A pesar de todo esto, se sigue midiendo la salud económica de los Estados por su crecimiento, ya que el mito del «progreso interminable» de que hablaba el profesor Jorge Ángel Livraga hace varias décadas, goza de perfecta salud. Esa idea de una evolución lineal siempre ascendente y mejor que todo lo anterior, carece por completo de lógica —nada crece interminablemente en la naturaleza— y solo se sostiene porque devino en credo ideológico de las élites gobernantes tanto en la burbuja «desarrollada» como fuera de ella.

¿Qué hacer ante todo esto?

Lo primero, entender o tratar de entender la época en que uno vive. El filósofo Zygmunt Bauman acuñó la frase «sociedad líquida» para describir un mundo en el que todo parece disolverse. La, así llamada, sociedad del conocimiento, dadas las facilidades que permite la tecnología, se ha convertido en la sociedad del desconocimiento. El filósofo Daniel Innerarity afirma que «en la era de la racionalidad triunfante, de la ciencia institucionalizada, de los avances tecnológicos y los sistemas inteligentes, aparece una constelación extraña: al mismo tiempo que la ciencia goza de un enorme reconocimiento, muchas personas recelan de ella, desde la mera desconfianza hasta el negacionismo extremo». Hoy en día hay gente desconfiada, temerosa, negacionista, paranoica y aun terraplanista. Lo dicho, la sociedad del desconocimiento avanza a pasos agigantados.

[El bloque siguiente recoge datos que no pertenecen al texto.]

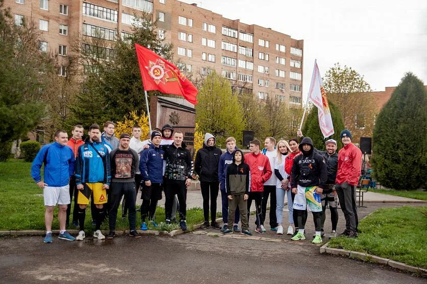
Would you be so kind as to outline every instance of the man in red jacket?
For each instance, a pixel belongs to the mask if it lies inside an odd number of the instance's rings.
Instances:
[[[359,218],[355,193],[362,168],[362,152],[351,143],[349,130],[343,130],[340,137],[344,147],[338,152],[335,189],[345,218],[345,230],[341,235],[357,238]]]
[[[264,191],[264,182],[271,176],[272,172],[268,158],[261,153],[259,149],[261,142],[255,139],[251,141],[249,150],[251,152],[245,155],[245,162],[249,165],[250,169],[250,188],[249,189],[249,198],[248,199],[248,223],[250,215],[250,208],[252,201],[255,200],[256,207],[256,225],[255,231],[263,234],[261,228],[261,203],[263,200],[263,192]]]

Hace unos cien años, G. K. Chesterton, dijo: «Nuestra época ha logrado a la vez el deterioro del ser humano y la más increíble perfección de las armas». Si consideramos que murió en 1936, fue de alguna manera afortunado, ya que se perdió todo lo que vino después, en ambos sentidos.

Vivimos lo que algunas culturas de la Antigüedad llamaban «la rebelión de los artefactos», cuando nuestras creaciones pasan de ser útiles porque nos ayudan y sirven, a ser los amos de nuestro tiempo y de nuestra vida. Es el caso de los teléfonos móviles, por ejemplo, sin los cuales muchas personas no podrían vivir, según dicen ellos o ellas. Pero ¿qué sucede con los millones de teléfonos móviles que descartamos, ya que se supone que hay que llevar el último modelo con las últimas aplicaciones?, ¿a dónde van a parar?, ¿qué se hace con sus componentes contaminantes?. En el fondo no nos interesa, porque nuestra sociedad vive en una permanente fuga hacia adelante sin importar lo que quede atrás.

El ser humano

Una sociedad la hacen las personas, no surge de la nada, y la destruyen las personas con sus egoísmos y cortedad de miras. En aquellos que construyen las sociedades destaca el optimismo y la capacidad para enfrentar las dificultades, porque sus vidas tienen sentido y dejan huella para el futuro. La gran mayoría de los que viven en las decadencias, además de disfrutar de sus ventajas, muestran, además de un gran egoísmo, una notable indiferencia ante el posible resultado de sus acciones: les importa vivir bien, no las consecuencias de ello.

La clave entonces está en el ser humano y sus valores; mientras más espirituales sean estos y más elevadas sus aspiraciones, llegaremos al concepto de lo verdaderamente importante y trascendente y no a la glorificación de lo efímero e intrascendente.